The skill here is durable, measurable defense. You screen or taint what reaches the model and mediate what leaves it with a sink-side control such as an egress allow-list (ipaddress and urlparse), a safe-markdown subset that drops auto-loaded images, or a parameterized tenant boundary. Then you prove it: ASR falls below the threshold with the guardrails on, a benign control suite keeps passing so you have not over-blocked, and a planted regression pushes ASR back over the line so the gate goes red, then green once reverted. This maps to OWASP LLM01 and LLM05, the OWASP Agentic Top 10 (ASI), and MITRE ATLAS, with the NIST AI RMF Measure and Manage functions as the framing.

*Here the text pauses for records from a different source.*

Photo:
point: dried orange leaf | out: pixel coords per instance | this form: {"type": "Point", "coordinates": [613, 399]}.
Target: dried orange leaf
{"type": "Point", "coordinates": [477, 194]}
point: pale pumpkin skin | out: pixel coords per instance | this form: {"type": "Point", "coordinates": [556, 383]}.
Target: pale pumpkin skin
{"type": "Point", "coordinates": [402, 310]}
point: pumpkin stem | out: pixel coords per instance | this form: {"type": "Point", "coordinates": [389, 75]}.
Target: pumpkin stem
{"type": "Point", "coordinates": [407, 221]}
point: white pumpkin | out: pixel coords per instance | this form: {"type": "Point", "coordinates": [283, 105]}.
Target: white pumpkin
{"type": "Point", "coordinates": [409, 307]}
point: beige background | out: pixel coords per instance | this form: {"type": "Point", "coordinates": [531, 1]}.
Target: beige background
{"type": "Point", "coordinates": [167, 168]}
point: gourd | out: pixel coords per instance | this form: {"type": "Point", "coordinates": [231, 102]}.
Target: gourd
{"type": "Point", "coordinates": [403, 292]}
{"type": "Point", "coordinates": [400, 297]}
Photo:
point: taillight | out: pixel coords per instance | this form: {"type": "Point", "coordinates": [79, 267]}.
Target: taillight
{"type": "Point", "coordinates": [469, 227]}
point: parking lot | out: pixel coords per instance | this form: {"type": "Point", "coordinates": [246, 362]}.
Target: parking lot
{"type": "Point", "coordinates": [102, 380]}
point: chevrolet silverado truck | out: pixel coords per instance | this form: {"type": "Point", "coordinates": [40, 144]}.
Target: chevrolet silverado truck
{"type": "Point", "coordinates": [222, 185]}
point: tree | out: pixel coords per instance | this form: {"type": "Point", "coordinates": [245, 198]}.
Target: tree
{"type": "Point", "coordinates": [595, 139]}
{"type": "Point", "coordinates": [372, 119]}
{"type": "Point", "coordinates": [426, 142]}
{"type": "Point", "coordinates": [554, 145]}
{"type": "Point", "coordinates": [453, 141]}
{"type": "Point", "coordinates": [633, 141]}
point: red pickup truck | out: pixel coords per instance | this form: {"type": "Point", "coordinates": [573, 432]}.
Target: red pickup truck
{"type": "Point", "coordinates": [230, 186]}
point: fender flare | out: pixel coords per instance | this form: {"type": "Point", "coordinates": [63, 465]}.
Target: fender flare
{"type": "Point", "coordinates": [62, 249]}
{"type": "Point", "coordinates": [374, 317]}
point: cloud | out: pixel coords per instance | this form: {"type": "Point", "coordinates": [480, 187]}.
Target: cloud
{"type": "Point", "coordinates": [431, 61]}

Grading is rubric-based and explainable. Your submission is scored against weighted criteria (the guardrail layer being present and correct, ASR dropping below threshold, the gate going red on a planted regression and green once fixed, the benign suite still passing, a deterministic oracle, and the remediation rationale) with per-criterion feedback. The pass threshold is 65 percent and you can resubmit.

Frequently asked questions

Is this an attack task or a defense task?

It is a defense task. You build a hardened component, an input/output guardrail layer plus an ASR CI gate. A provided exploit battery is used only as the deterministic oracle that proves attack-success-rate dropped. The deliverable is the control, not the exploit.

Do I need a paid API key?

No. The starter kit ships a deterministic stub model and runs offline on the standard library alone, so the ASR and the gate are repeatable with no key. You can also point the target at any OpenAI-compatible endpoint. The rubric rewards the guardrail layer, the ASR dropping below threshold, the gate going green, and a benign suite that still passes, not which model you used.

What makes a good guardrail here?

A two-sided, sink-side control. An input guard that taints and screens retrieved/tool/external content, and an output guard that is a durable primitive at the sink: an egress allow-list (ipaddress + urlparse), a safe-markdown subset that drops auto-loaded images, a parameterized tenant boundary, or escaping. A model-side classifier counts only as added depth, never the primary control.

Why must the gate go red on a planted regression?

Because a gate you have only seen pass has not been proven to fail. You weaken one guard so ASR climbs back over the threshold, watch the gate exit non-zero, then revert and watch it pass again. Red, then green, is the evidence that the regression test actually guards the fix on every commit.